Here are the three reasons why tourism is the purest form of economic development:

1. People come, spend money and go home. If you attract the right visitors, you don’t need more police and social services; they impact your infrastructure very little; yet they support your retail shops, restaurants, hotels, and get to know you as a community. If visitors like what they see and experience, they tell their friends via Facebook, Instagram and other social media sites. That’s free marketing and a third-party endorsement.

2. Tourism is the front door to your non-tourism economic development. Any site selector, investor, or commercial real estate firm will arrive in your community, as what? A visitor. With quality of life leading economic development, tourism provides the marketing and visuals that promote the best you have to offer in terms of nightlife, downtown, your amenities such as trails and parks, and your activities. Tourism showcases your community as a very desirable place to not only visit, but in which to live and work.

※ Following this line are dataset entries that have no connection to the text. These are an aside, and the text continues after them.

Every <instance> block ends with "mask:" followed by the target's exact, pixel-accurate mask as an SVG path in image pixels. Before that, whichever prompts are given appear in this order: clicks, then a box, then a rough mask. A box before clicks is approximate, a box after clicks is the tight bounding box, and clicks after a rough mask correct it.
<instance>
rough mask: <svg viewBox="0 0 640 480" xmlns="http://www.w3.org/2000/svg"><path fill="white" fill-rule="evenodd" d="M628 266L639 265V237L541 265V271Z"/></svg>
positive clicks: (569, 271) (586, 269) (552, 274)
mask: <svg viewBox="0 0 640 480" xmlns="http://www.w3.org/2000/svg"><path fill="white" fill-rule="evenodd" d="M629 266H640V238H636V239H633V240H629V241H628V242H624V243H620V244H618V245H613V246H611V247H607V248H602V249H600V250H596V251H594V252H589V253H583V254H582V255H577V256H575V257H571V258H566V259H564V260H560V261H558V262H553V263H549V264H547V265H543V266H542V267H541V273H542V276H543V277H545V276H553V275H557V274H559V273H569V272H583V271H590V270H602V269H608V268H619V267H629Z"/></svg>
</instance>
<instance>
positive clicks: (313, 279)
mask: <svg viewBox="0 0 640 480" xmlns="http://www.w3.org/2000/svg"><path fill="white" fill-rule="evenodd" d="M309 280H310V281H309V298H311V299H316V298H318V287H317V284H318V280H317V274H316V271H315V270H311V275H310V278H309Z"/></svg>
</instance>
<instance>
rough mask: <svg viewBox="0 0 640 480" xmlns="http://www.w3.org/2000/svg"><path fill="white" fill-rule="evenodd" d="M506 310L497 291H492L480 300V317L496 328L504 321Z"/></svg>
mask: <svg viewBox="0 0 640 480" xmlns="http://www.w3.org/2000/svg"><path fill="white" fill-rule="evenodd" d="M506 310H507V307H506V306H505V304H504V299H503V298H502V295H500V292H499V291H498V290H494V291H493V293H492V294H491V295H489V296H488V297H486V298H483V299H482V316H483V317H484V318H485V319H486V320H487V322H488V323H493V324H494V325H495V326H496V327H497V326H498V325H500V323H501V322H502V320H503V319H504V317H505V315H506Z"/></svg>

3. Tourism is a downtown’s best friend. The number one activity of visitors, in the world, is shopping, dining and entertainment in a pedestrian-friendly, intimate setting: your downtown. This is typically not the reason they visit, but it is their number one activity once they arrive. While local residents provide the sales so retailers break even, tourism can provide the profit margin. A great downtown, over time, can be an attraction in itself. Tourism and downtowns should be joined at the hip.

Tourism is the purest form of economic development, but it is often seen as the ugly stepchild. Yet tourism is one of the fastest growing industries, can provide a quick return on your investment, and provides you with the marketing that showcases the best of what you have to offer.